Pour le professeur Zvi Eckstein, l’économie d’Israël est comme l’homme de la plaisanterie qui est tombé du haut d’un immeuble de 50 étages.

En chute libre à travers une série de cycles électoraux rapides, plus un budget gouvernemental bloqué, la pandémie de coronavirus et plus encore, l’homme dégringole au-delà du 20e étage et sourit: « Jusqu’ici, tout va bien. »

Contrairement à l’optimiste condamné de la plaisanterie, Eckstein, ancien sous-gouverneur de la Banque d’Israël, voit le trottoir monter rapidement.

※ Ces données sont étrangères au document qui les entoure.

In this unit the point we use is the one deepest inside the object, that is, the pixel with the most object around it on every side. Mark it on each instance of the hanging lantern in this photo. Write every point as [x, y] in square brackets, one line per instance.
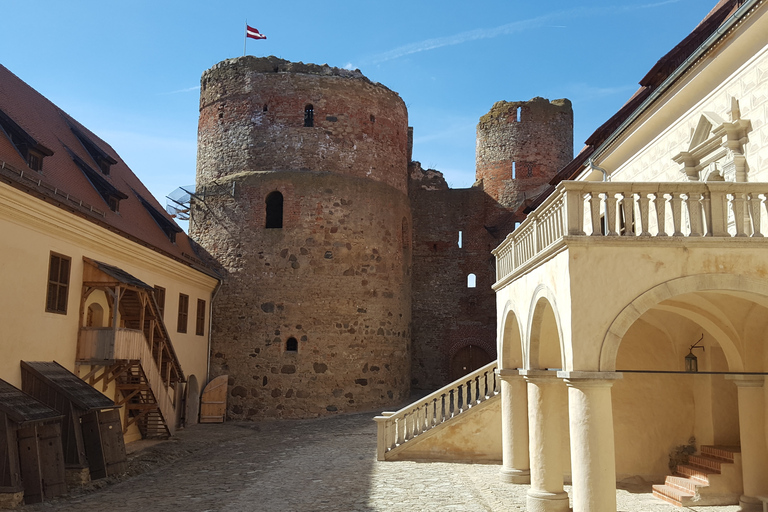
[691, 361]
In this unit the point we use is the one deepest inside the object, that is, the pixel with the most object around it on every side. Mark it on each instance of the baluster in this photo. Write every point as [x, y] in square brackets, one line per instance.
[718, 211]
[594, 210]
[610, 214]
[431, 408]
[643, 201]
[390, 434]
[677, 213]
[660, 203]
[739, 213]
[755, 214]
[443, 410]
[694, 214]
[574, 213]
[628, 207]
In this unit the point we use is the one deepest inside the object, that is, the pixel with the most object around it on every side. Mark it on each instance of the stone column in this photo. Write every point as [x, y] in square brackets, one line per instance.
[545, 447]
[593, 457]
[514, 428]
[754, 452]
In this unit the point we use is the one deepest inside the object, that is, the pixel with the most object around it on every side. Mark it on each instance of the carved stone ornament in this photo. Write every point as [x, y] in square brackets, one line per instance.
[716, 150]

Et il est inquiet.

« Nous avons un taux de pauvreté de 18 % et un PIB par habitant inférieur de 40 % en termes de prix réels à celui des États-Unis et de 30 % inférieur à celui des principaux petits pays d’Europe du Nord. Et nous ne comblons pas cet écart », a-t-il récemment déclaré dans une interview au La Lettre Sépharade.

Le gouvernement israélien, comme beaucoup d’autres dans le monde, s’efforce de trouver des réponses aux problèmes économiques immédiats causés par la pandémie de coronavirus, a déclaré Eckstein. Mais les dirigeants du pays, sans gouvernail et sans budget, ne parviennent pas à définir des stratégies et des réformes qui permettront au pays de sortir de la pandémie et de remettre son économie sur la bonne voie et au rythme des autres pays développés du monde. Le résultat pourrait être de graves dommages à la qualité de vie, ce qui pourrait déclencher une fuite de familles de la classe moyenne très instruites vers des côtes étrangères, a-t-il averti.

« L’élection n’est qu’un symptôme du fait que nous n’avons pas un gouvernement pleinement fonctionnel et qu’il n’y a pas de stratégie économique à moyen et long terme », a déclaré Eckstein, qui est également professeur émérite d’économie à Tel Université d’Aviv.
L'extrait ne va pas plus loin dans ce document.